A resource center that the city of San Antonio set up in the summer of 2022 to aid a wave of asylum-seeking migrants will no longer accept new arrivals starting Monday, the city announced.
It plans to phase out operations due to the “sustained and significant decline” in the number of migrants traveling through San Antonio.
The city cited a 72% decrease in the number of migrants arriving between January of 2024 and January of 2025.
“The number of migrants currently arriving at the MRC no longer justifies the cost of running it,” City Manager Erik Walsh said.
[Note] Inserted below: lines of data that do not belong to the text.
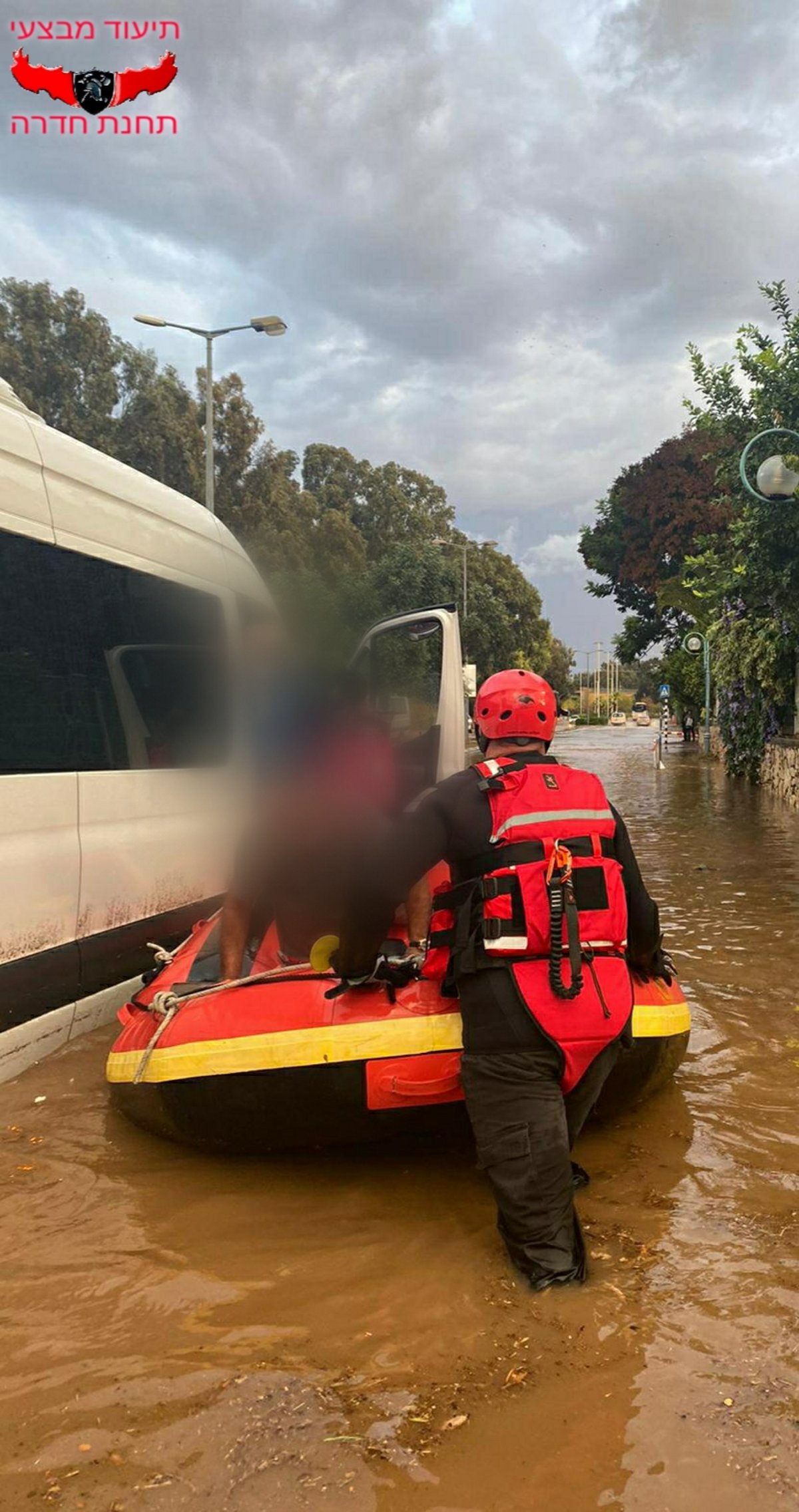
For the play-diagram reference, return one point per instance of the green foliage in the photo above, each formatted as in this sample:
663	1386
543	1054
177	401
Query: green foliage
656	513
750	580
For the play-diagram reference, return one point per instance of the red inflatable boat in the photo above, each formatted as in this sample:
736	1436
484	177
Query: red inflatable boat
273	1062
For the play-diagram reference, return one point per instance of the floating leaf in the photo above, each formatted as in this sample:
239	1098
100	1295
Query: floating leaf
457	1421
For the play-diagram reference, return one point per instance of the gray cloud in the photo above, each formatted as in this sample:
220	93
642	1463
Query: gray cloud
491	224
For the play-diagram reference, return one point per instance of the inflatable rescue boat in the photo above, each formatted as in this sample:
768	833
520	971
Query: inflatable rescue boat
273	1062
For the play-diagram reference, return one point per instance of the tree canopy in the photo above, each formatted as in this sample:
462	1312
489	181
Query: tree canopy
680	542
341	540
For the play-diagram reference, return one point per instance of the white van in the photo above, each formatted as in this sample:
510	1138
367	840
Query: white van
114	825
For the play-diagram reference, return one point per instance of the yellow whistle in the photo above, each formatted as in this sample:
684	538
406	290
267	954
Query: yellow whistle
323	950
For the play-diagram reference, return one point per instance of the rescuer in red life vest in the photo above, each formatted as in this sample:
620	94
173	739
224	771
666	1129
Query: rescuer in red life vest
537	930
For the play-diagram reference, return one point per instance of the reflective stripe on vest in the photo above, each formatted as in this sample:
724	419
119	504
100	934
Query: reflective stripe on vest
551	817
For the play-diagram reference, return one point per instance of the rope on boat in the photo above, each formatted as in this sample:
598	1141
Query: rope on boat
167	1006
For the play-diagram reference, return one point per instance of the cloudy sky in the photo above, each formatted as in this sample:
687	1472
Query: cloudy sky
491	226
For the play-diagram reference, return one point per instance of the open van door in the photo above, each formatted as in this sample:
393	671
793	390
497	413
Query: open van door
413	670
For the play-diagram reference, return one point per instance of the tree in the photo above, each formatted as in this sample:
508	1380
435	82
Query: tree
659	512
61	359
342	545
156	427
386	504
748	580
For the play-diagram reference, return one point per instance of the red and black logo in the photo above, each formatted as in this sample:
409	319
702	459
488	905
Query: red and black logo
95	90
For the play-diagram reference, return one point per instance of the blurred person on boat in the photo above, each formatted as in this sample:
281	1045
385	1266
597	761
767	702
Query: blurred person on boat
335	790
536	932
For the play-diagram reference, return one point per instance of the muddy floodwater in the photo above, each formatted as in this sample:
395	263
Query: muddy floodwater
342	1331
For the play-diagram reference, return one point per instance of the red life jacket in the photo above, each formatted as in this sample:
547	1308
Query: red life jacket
530	894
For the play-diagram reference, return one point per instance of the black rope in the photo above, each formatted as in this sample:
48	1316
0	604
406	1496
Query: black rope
563	906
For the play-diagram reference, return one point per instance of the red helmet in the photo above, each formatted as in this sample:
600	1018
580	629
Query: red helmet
515	702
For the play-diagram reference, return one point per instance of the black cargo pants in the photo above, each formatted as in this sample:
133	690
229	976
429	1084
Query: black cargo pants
525	1127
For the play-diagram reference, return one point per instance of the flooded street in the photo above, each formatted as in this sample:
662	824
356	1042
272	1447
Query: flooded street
344	1330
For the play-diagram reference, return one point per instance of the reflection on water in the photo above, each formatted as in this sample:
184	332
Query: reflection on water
184	1332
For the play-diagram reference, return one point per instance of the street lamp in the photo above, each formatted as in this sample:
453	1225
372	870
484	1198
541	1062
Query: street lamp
696	643
265	324
463	546
774	478
587	655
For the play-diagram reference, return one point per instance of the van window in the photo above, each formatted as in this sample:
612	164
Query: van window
105	667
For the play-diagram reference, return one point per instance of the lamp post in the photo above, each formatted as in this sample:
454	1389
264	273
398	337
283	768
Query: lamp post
778	482
587	655
463	548
774	476
267	324
694	643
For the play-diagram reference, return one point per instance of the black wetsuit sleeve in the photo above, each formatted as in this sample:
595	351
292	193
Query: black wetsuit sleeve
411	849
644	923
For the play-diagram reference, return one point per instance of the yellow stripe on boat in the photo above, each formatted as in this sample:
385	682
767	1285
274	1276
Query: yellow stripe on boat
334	1043
342	1042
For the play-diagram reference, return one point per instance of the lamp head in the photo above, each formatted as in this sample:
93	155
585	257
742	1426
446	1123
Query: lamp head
268	324
775	480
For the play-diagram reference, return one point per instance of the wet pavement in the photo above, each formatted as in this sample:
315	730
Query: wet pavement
342	1331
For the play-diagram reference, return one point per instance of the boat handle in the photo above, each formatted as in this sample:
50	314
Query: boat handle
421	1089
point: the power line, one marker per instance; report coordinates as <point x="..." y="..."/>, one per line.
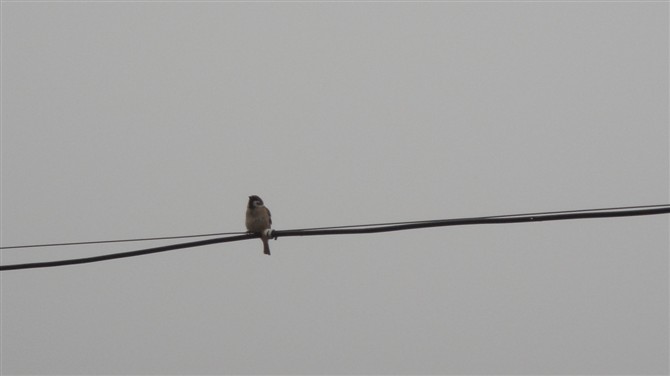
<point x="366" y="229"/>
<point x="120" y="240"/>
<point x="307" y="229"/>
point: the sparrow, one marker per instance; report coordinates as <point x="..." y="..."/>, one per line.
<point x="259" y="220"/>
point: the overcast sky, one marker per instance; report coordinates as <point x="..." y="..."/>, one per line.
<point x="124" y="120"/>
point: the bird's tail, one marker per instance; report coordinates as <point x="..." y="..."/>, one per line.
<point x="266" y="245"/>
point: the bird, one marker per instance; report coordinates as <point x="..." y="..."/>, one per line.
<point x="258" y="220"/>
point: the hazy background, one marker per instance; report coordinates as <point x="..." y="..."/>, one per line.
<point x="124" y="120"/>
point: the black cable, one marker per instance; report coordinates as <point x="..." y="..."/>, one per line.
<point x="516" y="218"/>
<point x="303" y="229"/>
<point x="120" y="240"/>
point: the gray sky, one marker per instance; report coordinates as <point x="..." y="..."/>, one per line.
<point x="124" y="120"/>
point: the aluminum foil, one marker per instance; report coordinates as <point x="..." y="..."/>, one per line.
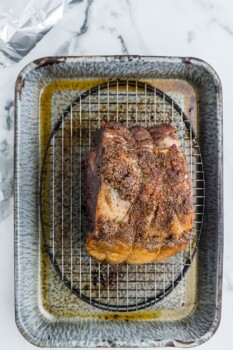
<point x="24" y="24"/>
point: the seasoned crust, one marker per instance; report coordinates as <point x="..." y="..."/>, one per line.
<point x="143" y="210"/>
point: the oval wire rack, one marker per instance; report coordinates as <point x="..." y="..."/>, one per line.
<point x="62" y="204"/>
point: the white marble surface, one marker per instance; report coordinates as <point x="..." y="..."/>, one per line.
<point x="199" y="28"/>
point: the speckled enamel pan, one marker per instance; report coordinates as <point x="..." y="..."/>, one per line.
<point x="50" y="312"/>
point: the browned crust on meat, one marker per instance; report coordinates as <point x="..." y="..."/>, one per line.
<point x="147" y="168"/>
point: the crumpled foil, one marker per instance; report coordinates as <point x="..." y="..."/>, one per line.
<point x="24" y="24"/>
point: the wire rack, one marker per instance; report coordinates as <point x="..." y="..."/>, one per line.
<point x="62" y="203"/>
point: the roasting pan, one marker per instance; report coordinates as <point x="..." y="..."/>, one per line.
<point x="62" y="297"/>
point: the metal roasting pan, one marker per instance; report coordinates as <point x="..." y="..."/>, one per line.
<point x="63" y="298"/>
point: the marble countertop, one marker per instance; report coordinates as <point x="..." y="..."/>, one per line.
<point x="198" y="28"/>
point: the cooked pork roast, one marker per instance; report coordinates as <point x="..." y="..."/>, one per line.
<point x="138" y="195"/>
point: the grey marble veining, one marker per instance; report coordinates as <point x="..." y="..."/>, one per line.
<point x="203" y="28"/>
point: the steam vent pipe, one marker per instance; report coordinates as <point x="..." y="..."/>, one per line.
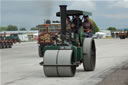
<point x="63" y="21"/>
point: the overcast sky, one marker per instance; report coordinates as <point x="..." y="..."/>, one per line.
<point x="29" y="13"/>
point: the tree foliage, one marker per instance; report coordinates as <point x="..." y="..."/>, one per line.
<point x="34" y="28"/>
<point x="111" y="28"/>
<point x="22" y="29"/>
<point x="96" y="28"/>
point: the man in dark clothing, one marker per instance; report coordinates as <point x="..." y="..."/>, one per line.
<point x="88" y="27"/>
<point x="76" y="23"/>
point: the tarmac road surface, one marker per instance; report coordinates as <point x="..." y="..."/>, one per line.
<point x="20" y="64"/>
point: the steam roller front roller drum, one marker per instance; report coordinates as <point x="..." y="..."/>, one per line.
<point x="89" y="57"/>
<point x="65" y="57"/>
<point x="50" y="60"/>
<point x="58" y="63"/>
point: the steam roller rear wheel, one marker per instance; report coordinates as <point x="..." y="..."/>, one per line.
<point x="58" y="63"/>
<point x="89" y="57"/>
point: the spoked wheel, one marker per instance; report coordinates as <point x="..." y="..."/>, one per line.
<point x="59" y="63"/>
<point x="89" y="53"/>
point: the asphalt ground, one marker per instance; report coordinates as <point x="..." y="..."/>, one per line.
<point x="20" y="65"/>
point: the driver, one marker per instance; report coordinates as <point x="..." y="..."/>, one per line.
<point x="88" y="26"/>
The facility cost between $1.2 million and $800,000 per month to run, according to various city estimates, and had a lease that could last up to 10 years.
Roughly 2,300 migrants arrived in San Antonio this past month, compared to about 8,200 in January last year, according to the city.
Just 88 migrants were at the center on Monday morning, according to the city.
That decrease comes as President Donald Trump has signaled numerous policy changes that could make migration through the asylum process more complicated, and vowed to deport millions of people who entered the country during the previous administration.
Though San Antonio was a partner to former President Joe Biden’s administration in helping manage the large number of migrants arriving under their policies, city leaders have also vowed to uphold their obligations to help federal law enforcement with the Trump-era policies.
“Until now, the MRC has served a vital role to ensure the safety and security of both residents and migrants passing through San Antonio… that is no longer the case,” Walsh said on Monday.
Uncertain funding
The Migrant Resource Center, also known as Centro de Bienvenida, has been the cause of much political debate at City Hall over the past two and a half years.
During the height of migrant arrivals in 2022, city leaders said it was critical to open the center to prevent them from crowding the San Antonio International Airport, the downtown Greyhound bus station and Travis Park while they sought transportation to family and friends in other cities.
But the center’s opening on San Pedro Avenue in July 2022 — in a Northside building previously occupied by CPS Energy — was handled with almost no public discussion, and came as a surprise to nearby residents.
The city handed over operations of the center to Catholic Charities, which just opened a new 40,560-square foot center, the Mother Teresa Center on the Northwest side, in early November that will provide refugee services.
Though the city and Catholic Charities expected and received significant reimbursement from the federal government for the costs of running the MRC, that money has appeared less reliable throughout Congress’ recent spending fights.
As of this month, roughly $12.4 million is pending reimbursement from the federal government, according to the city.
“As the city now finds itself in a place where future funding for the MRC is in doubt, closing the MRC was the only option,” Councilman Marc Whyte (D10) said in a statement Monday.
A second migrant transit center that the city stood up near the San Antonio International Airport was shuttered in April of last year.